古き良き建物、通りなどドンドン消え失せて行きますね。先日も電車からよく見ていた土蔵が、工事用の幕がかかって何日もしない内に跡形も無く消えてました。何とか活かせなかったのか残念でたまりません。大都市では、そんな建物が素晴らしい店舗になったりして借り手も大勢居るようですし、見事に活かしている若者達も大勢います。ここ函館でもその様な建物を活かしたお店が頑張っていますが、まだ手つかずで朽ちて行くのを待っているような建物も沢山あります。
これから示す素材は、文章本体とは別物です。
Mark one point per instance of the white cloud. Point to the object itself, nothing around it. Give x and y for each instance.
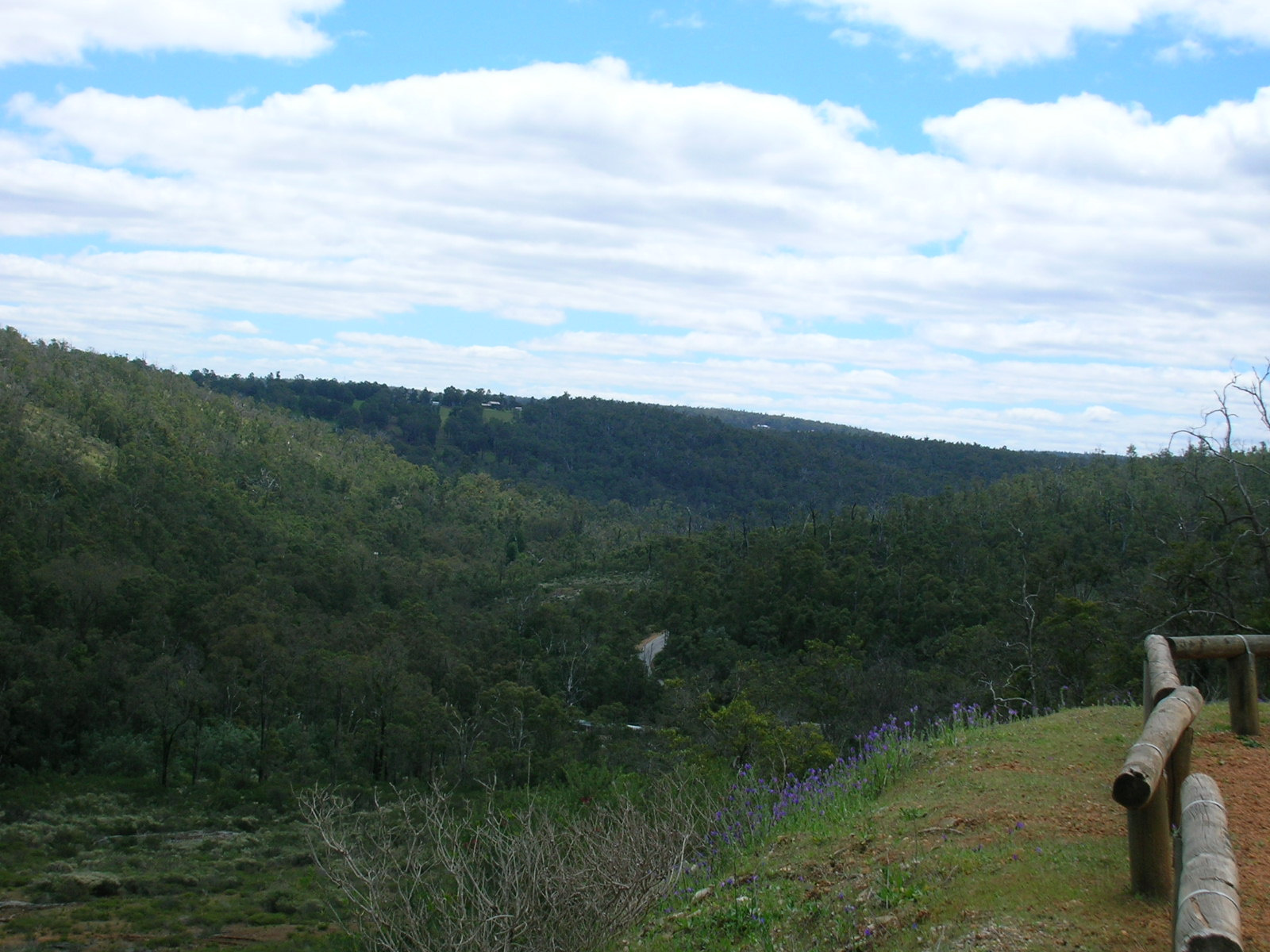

どう活かして良いのか勉強する必要がありますね。維持をして行くのが大変なんだろうと思いますが、経験豊富な人材も含めて何とか活かす事も考えていかなくてはなりませんね。観光、観光と騒いでいるわりには、力の入れどころが間違っている気がしてなりません。一部の人間だけが頑張っても、ここ函館の良さは伝わらないのです。

函館を少しでも活気のある場所にと思われるなら、「私は観光事業者では無いから」と言っていられないのです。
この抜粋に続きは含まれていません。